This is nothing to do with a government with a fetish for change. This is a government listening to the criticisms of many people--whether students, employers or providers--of the current system. We would be failing in our duty if we did not listen. Respondents to our Green and White Papers were clear that we have to do away with the incoherence and
I was not cross with the noble Lord, Lord Tope--I see he is not in his place--for introducing his amendments; I was just a little disappointed that we began our proceedings today with what I feel were close to being wrecking amendments. However, none of the alternatives proposed by the Benches opposite offers a coherent solution. The regional structures advocated by the noble Lord, Lord Tope, rob us of the opportunity to meet national challenges with national solutions. Large employers, national public and voluntary organisations all welcome the prospect of being able to relate to the LSC at a single national level. They know that they will be able to avoid the duplication and wasted effort which many face now when dealing with 72 separate TECs. The noble Baroness was correct in her definition of them, but they all have different systems and different approaches. We are constantly being told that that makes it difficult when dealing with them.

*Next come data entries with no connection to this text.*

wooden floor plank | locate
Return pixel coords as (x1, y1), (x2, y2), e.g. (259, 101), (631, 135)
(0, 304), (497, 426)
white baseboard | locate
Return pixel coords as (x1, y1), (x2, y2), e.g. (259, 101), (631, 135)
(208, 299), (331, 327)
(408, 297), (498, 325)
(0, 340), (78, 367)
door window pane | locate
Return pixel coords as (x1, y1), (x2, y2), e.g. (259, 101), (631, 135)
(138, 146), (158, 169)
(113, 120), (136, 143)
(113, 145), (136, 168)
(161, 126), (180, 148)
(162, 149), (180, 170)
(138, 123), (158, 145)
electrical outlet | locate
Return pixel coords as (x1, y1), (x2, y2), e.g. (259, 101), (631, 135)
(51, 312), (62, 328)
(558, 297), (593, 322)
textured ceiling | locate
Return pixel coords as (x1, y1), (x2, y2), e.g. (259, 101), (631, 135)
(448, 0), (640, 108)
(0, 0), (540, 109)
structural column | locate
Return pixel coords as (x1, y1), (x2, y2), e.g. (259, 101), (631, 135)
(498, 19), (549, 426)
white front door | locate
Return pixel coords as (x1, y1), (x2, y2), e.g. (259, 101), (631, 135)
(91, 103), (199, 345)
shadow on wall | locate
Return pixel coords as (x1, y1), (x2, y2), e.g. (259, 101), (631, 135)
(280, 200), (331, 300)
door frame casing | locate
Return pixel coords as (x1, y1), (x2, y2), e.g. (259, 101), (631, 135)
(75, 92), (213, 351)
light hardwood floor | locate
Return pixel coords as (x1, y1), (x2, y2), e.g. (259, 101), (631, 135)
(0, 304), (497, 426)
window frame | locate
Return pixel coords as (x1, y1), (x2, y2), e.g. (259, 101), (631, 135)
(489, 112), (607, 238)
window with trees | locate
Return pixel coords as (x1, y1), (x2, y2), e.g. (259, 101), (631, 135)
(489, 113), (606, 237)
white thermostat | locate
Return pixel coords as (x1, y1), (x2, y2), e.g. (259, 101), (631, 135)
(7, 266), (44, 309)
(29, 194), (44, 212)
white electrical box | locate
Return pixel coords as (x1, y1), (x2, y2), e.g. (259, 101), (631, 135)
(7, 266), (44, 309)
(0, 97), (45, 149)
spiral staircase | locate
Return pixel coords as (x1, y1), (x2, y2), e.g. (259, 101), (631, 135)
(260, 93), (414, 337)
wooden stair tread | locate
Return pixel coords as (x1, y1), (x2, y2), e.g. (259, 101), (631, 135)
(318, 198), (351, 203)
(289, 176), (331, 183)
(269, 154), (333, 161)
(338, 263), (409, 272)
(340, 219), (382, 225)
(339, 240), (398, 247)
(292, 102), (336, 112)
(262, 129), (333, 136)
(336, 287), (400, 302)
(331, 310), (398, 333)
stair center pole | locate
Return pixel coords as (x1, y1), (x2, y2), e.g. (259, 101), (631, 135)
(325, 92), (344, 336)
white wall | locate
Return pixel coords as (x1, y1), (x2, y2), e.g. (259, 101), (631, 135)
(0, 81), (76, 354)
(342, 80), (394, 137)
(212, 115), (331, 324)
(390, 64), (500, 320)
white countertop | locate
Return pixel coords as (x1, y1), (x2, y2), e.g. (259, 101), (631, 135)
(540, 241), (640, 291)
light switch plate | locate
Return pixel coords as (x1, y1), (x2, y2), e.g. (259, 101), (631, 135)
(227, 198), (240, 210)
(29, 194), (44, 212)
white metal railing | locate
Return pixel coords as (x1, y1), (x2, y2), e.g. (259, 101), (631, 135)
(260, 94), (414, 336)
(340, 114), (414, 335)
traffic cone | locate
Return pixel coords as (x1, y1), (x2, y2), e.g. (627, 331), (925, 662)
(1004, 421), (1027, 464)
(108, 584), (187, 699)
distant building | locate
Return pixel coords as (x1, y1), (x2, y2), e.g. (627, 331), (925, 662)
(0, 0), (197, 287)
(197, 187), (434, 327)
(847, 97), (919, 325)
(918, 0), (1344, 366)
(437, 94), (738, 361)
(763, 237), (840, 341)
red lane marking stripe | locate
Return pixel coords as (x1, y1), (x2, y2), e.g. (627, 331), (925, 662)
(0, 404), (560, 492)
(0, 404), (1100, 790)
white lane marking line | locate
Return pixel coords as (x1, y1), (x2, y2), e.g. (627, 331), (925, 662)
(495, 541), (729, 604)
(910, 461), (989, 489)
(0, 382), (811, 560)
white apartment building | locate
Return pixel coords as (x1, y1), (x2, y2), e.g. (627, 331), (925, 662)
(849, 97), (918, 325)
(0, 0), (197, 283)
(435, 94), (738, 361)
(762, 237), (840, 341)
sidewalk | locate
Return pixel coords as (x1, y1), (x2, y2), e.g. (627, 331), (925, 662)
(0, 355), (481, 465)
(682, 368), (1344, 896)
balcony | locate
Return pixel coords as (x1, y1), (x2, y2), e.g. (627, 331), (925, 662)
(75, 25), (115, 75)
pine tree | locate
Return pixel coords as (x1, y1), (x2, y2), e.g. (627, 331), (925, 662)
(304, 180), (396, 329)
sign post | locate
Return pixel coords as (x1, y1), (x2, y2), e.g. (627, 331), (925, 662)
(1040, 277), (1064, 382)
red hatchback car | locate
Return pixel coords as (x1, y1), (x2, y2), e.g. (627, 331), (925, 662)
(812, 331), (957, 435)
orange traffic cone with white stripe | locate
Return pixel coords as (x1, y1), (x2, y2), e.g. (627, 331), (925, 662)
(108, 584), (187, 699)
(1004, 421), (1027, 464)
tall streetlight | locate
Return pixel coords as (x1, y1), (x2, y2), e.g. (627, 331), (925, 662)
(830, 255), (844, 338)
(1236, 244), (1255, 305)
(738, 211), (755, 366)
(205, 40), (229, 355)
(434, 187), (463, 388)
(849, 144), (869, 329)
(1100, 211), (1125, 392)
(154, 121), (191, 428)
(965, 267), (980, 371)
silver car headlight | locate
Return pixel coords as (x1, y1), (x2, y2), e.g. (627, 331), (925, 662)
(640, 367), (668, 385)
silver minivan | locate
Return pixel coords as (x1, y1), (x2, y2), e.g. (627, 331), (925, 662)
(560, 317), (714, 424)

The proposals from the noble Baroness, Lady Blatch, to distance the Secretary of State from appointments and essential links with the LSC serve only to limit the elements of control and scrutiny which Parliament should properly expect government to exert over an NDPB. I say again in relation to the proposals specifying the composition of the council on the face of the legislation that, although the Government are committed to the inclusive nature of the council under the business leadership that we set out in the LSC prospectus, we do not accept that legislation should or needs to specify quotas. That of course applies to local government representation.
I entirely accept what the noble Baroness was saying earlier about her long record in local government. When I was being critical in suggesting that there was a U-turn, I did not mean it personally. It is perhaps the case that she not only fought parliamentary counsel--I wish I had been a fly on the wall at that meeting--but also fought her colleagues in reducing the role of local government in this whole area. That is certainly what her government did.
The learning and skills council represents a new opportunity to tackle more effectively the learning and skills deficits that have for so long blighted economic performance and the development of an inclusive society. Clause 1 is central to the Bill and I urge the Committee to agree that it should stand part of the Bill and I hope the noble Baroness will withdraw her objection.
Baroness Blatch: That was again an interesting answer. The noble Baroness said that there needs to be more coherence. I admitted that from the outset. There is no argument between our Front Benches in relation to coming together in the interests of having more coherence in post-16 education.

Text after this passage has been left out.